In Portofino, tourists who stay in certain places to take photos face fines.

Italy: Tourists block entire streets in Portofino to take photos - now the village is imposing fines

In Portofino, tourists who stay in certain places to take photos face fines. Since Easter, the Italian village on the Ligurian coast has marked two areas that are particularly popular among tourists as "no waiting zones", in which lingering and standing around for too long should be prohibited from the morning until 6 p.m. Violations should result in a fine of up to 275 euros. This is to prevent tourists from piling up too much in these places and blocking entire squares and streets. Portofino's Mayor Matteo Viacava even spoke of an "anarchic chaos" that tourists caused in some places during their photo sessions. The "red zones" are to apply until October, when the main season ends.

As early as the 1950s, Portofino was visited by stars such as Sophia Loren, Frank Sinatra and Liza Minnelli. Even today, many celebrities and rich people still flock to the village, which has meanwhile also made it known to a large number of people. However, the small fishing village only has around 500 inhabitants, which is why the crowds of visitors are quickly noticeable, especially in the high season. In addition, due to the location of the village, there are many day trippers who arrive by boat in large groups at once.

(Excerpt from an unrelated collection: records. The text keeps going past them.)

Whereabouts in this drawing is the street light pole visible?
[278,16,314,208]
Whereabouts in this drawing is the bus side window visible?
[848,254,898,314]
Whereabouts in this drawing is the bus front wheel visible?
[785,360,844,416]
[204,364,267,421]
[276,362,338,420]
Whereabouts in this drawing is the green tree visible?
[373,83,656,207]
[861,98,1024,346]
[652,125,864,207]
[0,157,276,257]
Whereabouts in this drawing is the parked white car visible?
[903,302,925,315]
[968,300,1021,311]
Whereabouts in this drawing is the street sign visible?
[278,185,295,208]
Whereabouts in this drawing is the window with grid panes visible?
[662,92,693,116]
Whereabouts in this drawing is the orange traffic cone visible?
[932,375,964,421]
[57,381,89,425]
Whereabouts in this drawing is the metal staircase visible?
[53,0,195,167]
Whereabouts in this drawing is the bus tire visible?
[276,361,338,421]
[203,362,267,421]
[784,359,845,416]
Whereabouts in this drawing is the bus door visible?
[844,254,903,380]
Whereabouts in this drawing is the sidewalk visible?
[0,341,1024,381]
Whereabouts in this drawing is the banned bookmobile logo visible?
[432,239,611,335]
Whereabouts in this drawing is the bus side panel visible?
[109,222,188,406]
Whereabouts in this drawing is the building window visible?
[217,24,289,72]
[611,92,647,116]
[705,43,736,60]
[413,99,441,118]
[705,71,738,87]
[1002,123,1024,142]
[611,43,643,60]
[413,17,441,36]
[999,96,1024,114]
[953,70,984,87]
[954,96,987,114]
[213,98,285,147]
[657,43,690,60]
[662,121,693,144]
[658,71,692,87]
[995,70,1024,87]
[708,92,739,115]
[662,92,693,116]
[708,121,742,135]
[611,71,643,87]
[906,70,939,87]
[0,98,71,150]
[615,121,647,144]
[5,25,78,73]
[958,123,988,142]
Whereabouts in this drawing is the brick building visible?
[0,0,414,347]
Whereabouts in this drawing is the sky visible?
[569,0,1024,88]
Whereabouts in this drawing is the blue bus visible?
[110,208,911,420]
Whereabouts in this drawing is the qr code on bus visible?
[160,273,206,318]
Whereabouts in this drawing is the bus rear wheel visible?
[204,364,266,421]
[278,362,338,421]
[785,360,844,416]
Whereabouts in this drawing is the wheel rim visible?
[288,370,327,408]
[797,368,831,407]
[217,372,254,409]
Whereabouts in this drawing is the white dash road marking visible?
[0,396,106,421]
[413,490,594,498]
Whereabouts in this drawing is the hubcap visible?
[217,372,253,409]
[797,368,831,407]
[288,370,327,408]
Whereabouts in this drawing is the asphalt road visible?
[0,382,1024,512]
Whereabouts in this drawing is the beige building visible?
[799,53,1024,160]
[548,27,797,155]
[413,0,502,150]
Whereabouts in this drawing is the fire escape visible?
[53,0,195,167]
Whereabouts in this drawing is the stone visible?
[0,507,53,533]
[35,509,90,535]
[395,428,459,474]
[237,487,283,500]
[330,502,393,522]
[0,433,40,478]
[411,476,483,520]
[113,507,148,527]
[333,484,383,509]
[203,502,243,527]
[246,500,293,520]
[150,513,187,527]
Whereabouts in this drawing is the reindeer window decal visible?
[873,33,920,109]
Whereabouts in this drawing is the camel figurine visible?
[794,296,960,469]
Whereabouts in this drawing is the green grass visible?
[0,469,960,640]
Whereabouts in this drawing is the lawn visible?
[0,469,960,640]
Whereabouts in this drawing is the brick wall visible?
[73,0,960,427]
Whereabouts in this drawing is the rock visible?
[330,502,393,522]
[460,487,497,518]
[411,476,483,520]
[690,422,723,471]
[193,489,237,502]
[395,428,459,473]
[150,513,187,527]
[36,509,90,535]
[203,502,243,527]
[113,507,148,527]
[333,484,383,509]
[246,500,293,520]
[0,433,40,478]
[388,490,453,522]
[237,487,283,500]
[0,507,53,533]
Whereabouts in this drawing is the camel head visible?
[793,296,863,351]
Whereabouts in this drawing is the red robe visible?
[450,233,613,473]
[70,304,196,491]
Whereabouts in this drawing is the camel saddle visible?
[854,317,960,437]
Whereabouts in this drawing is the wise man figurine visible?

Some are horrified by the new measure on social media: "They love the money that tourists bring, but hate the tourists themselves" and "I hope this isn't done the same way in other places," two comments say under a BBC Instagram post about the measure. Others, on the other hand, understand and are annoyed by mass tourism themselves. Another comment reads: "Just respect the places you travel to. Others spend their everyday lives there!"

It is not the first time that stricter measures have been taken against the unpleasant side effects of mass tourism in Italy. In Rome, anyone who sits and eats on the Spanish Steps or the edge of the Trevi Fountain faces a fine. This also applies to some public spaces in Venice and Florence.